Launch Ready cyber security Checklist for subscription dashboard: Ready for support readiness in coach and consultant businesses?.
For this kind of product, 'ready' does not mean 'the app works on my laptop'. It means a paying client can sign up, log in, manage a subscription, update...
What "ready" means for a subscription dashboard in coach and consultant businesses
For this kind of product, "ready" does not mean "the app works on my laptop". It means a paying client can sign up, log in, manage a subscription, update billing details, and get support without exposing customer data or breaking delivery.
I would call it support-ready only if these are true:
- The domain resolves correctly with HTTPS everywhere.
- Email deliverability is set up with SPF, DKIM, and DMARC passing.
- No secrets are exposed in the frontend, repo, logs, or build output.
- Authentication and authorization block users from seeing another client's dashboard.
- Production deployment is stable, monitored, and recoverable.
- Error states are visible to support before customers start emailing screenshots.
- The app can handle the normal founder workload: onboarding, billing issues, cancellations, refunds, and access requests.
For coach and consultant businesses, the biggest risk is not just hacking. It is broken trust. One exposed invoice, one broken login link, or one email landing in spam can create support load, refund requests, and lost renewals.
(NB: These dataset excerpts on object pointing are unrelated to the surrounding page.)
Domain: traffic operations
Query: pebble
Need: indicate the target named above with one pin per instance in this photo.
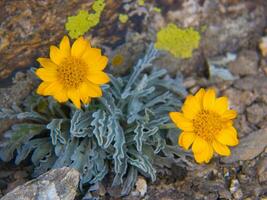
(235, 189)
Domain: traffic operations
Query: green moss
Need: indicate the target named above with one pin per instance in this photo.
(78, 25)
(123, 18)
(179, 42)
(141, 2)
(156, 9)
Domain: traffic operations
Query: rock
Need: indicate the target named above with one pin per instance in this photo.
(256, 113)
(235, 189)
(263, 46)
(244, 99)
(242, 126)
(13, 92)
(252, 83)
(141, 186)
(24, 32)
(262, 170)
(245, 64)
(249, 147)
(57, 184)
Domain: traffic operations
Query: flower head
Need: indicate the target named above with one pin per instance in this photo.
(206, 124)
(73, 73)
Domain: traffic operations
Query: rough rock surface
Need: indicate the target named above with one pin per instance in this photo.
(57, 184)
(249, 147)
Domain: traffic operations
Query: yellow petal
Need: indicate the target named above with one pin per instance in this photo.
(47, 63)
(79, 47)
(181, 122)
(97, 77)
(199, 145)
(41, 88)
(191, 107)
(86, 100)
(199, 96)
(64, 46)
(92, 56)
(229, 114)
(84, 93)
(47, 74)
(53, 88)
(61, 96)
(74, 96)
(102, 63)
(220, 105)
(209, 99)
(93, 90)
(228, 136)
(205, 155)
(199, 157)
(56, 55)
(186, 139)
(220, 148)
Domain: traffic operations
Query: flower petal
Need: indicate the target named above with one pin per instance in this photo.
(199, 145)
(47, 63)
(191, 107)
(42, 87)
(229, 114)
(74, 96)
(228, 136)
(209, 99)
(180, 121)
(93, 90)
(98, 77)
(205, 155)
(84, 93)
(221, 105)
(186, 139)
(220, 148)
(64, 46)
(199, 97)
(56, 55)
(47, 74)
(102, 63)
(92, 56)
(79, 47)
(61, 95)
(52, 88)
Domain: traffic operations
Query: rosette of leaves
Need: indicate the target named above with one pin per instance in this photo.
(121, 134)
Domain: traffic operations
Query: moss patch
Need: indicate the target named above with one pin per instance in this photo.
(78, 25)
(179, 42)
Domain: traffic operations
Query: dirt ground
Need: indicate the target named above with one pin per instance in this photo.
(235, 27)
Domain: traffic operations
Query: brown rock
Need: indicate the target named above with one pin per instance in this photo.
(256, 113)
(262, 170)
(244, 99)
(245, 64)
(249, 147)
(252, 83)
(57, 184)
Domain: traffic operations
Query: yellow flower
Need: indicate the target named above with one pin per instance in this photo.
(206, 124)
(73, 73)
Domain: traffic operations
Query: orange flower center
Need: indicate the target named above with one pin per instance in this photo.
(207, 124)
(72, 72)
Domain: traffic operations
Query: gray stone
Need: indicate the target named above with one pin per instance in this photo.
(57, 184)
(245, 64)
(249, 147)
(256, 113)
(252, 83)
(262, 170)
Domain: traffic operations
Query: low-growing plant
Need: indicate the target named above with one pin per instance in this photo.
(123, 133)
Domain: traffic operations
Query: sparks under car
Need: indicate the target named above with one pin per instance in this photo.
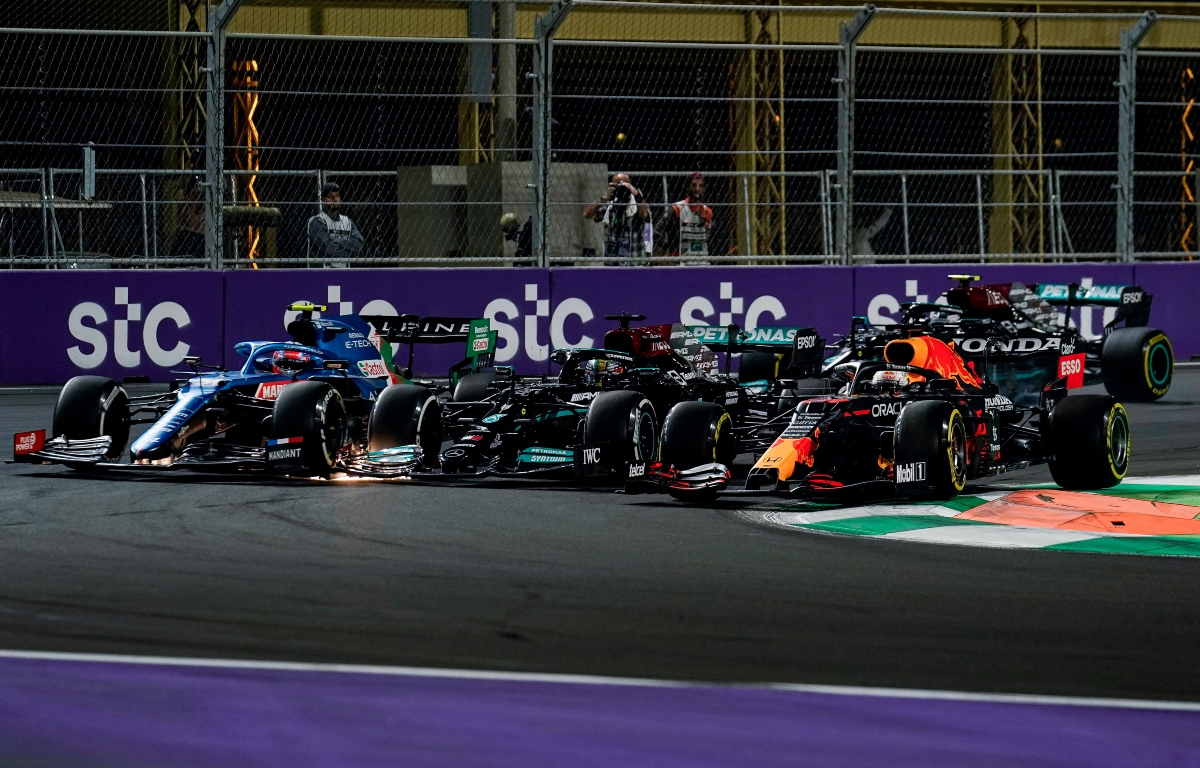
(921, 423)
If your dashboard is already built but not safe to run publicly, I would fix launch blockers first instead of adding features.
Quick Scorecard
| Check | Pass criteria | Why it matters | What breaks if it fails | |---|---|---|---| | HTTPS everywhere | All routes redirect to HTTPS; no mixed content | Protects logins and billing data | Browser warnings, session theft risk | | Domain setup | Root domain and www resolve correctly; redirects are clean | Avoids duplicate SEO and user confusion | Broken links, split traffic | | Email auth | SPF, DKIM, DMARC all pass | Keeps support and transactional emails out of spam | Missed password resets and invoices | | Secrets handling | Zero secrets in client code or public repo | Prevents credential theft | API abuse and account takeover | | Auth checks | Users cannot access other users' data by ID change or URL guess | Core tenant isolation | Data leaks between clients | | Cloudflare protection | WAF/rate limiting/basic DDoS protection enabled | Reduces bot abuse and login attacks | Spam signups and downtime | | Deployment health | Production deploy succeeds from clean build | Confirms release process works | "Works locally" but fails live | | Monitoring | Uptime checks and alerting active | Gives early warning before clients complain | Slow outages and blind spots | | Backup/recovery plan | Rollback path tested; config documented | Limits damage from bad releases | Long downtime after a failed deploy | | Support handover | Admin steps documented for domains/email/env vars/access | Lets non-engineers operate safely | Founder dependency on the developer |
A simple target I use: zero exposed secrets, SPF/DKIM/DMARC passing at 100 percent, p95 API latency under 500 ms for normal dashboard actions, and no critical auth bypasses.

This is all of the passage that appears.